L’histoire : Quand Dmitry Alexeievitch, traducteur désargenté, insiste auprès de son agence pour obtenir un nouveau contrat, il ne se doute pas que sa vie en sera bouleversée. Le traducteur en charge du premier chapitre ne donnant plus de nouvelles, c'est un étrange texte qui lui échoit : le récit d'une expédition dans les forêts inexplorées du Yucatán au XVIe siècle, armée par le prêtre franciscain Diego de Landa. Et les chapitres lui en sont remis au compte-gouttes par un mystérieux commanditaire.

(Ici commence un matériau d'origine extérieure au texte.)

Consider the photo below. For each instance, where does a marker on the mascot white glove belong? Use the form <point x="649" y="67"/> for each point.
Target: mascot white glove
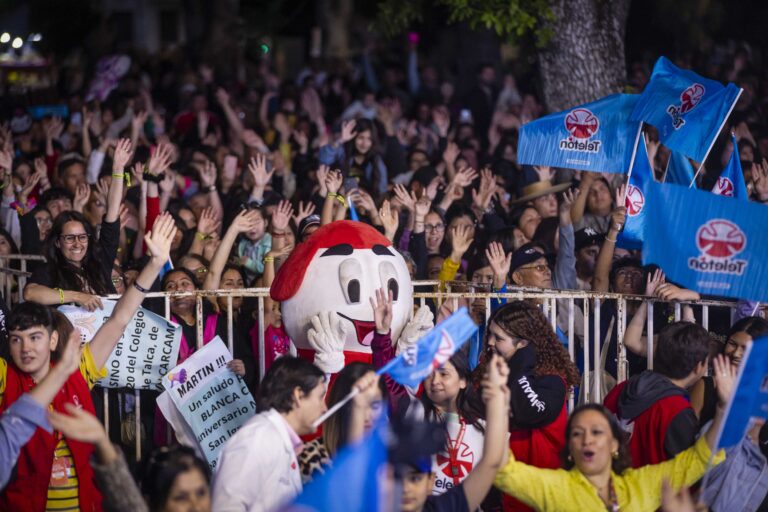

Aussi, quand l’employé de l'agence est sauvagement assassiné et que les périls relatés dans le document s'immiscent dans son quotidien, Dmitry Alexeievitch prend peur. Dans les ombres du passé, les dieux et les démons mayas se sont-ils acharnés à protéger un savoir interdit ? A moins, bien entendu, que le manuscrit espagnol ne lui ait fait perdre la raison. Alors que le monde autour de lui est ravagé par des ouragans, des séismes et des tsunamis, le temps est compté pour découvrir la vérité.

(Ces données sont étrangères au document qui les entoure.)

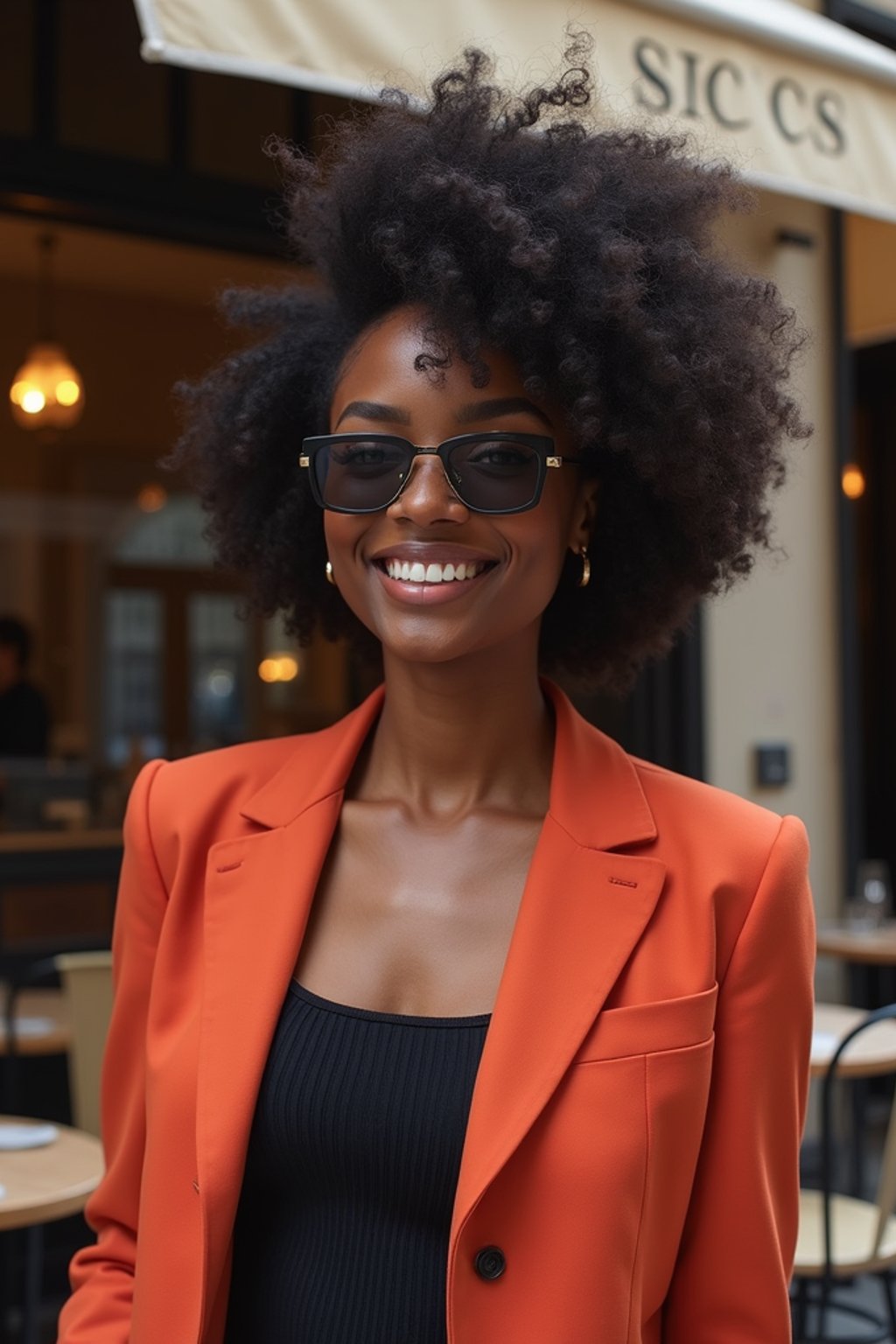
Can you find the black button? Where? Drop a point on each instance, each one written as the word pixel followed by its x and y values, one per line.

La critique de Mr K : Je ne me suis jamais vraiment remis de la claque que fut la lecture de FUTU.RE du même auteur, un roman de SF ambitieux et sans concession qui m’avait procuré un plaisir de lire rare et précieux. C’est donc avec une joie ineffable que je découvris le cadeau de Noël de belle-maman en décembre dernier. On ne le dis jamais assez, il faut toujours soigner ses relations avec sa belle-mère !

Dans Sumerki, roman de 380 pages, nous suivons la lente descente aux enfers de Dmitry Alexeïevitch, un traducteur moscovite confronté à un curieux texte écrit en espagnol il y a plusieurs siècles. Ce dernier relate une expédition de conquistadors dans la jungle du Yucatan à la recherche d’un mystérieux objet sacré aux yeux des mayas. Plus il avance dans sa traduction, plus Dmitry voit sa perception du réel se troubler, la réalité et l’imaginaire se mêlant inextricablement au fil des chapitres qui s’égrainent comme autant de coups de semonce avant la révélation finale. Rajoutez à cela des événements étranges et catastrophiques qui se produisent un peu partout dans le monde comme annonciateurs d’une apocalypse à venir et vous obtenez un texte prenant comme jamais qui fait la part belle à l’introspection du narrateur-héros et à l’installation d’une atmosphère inquiétant et glauque au possible !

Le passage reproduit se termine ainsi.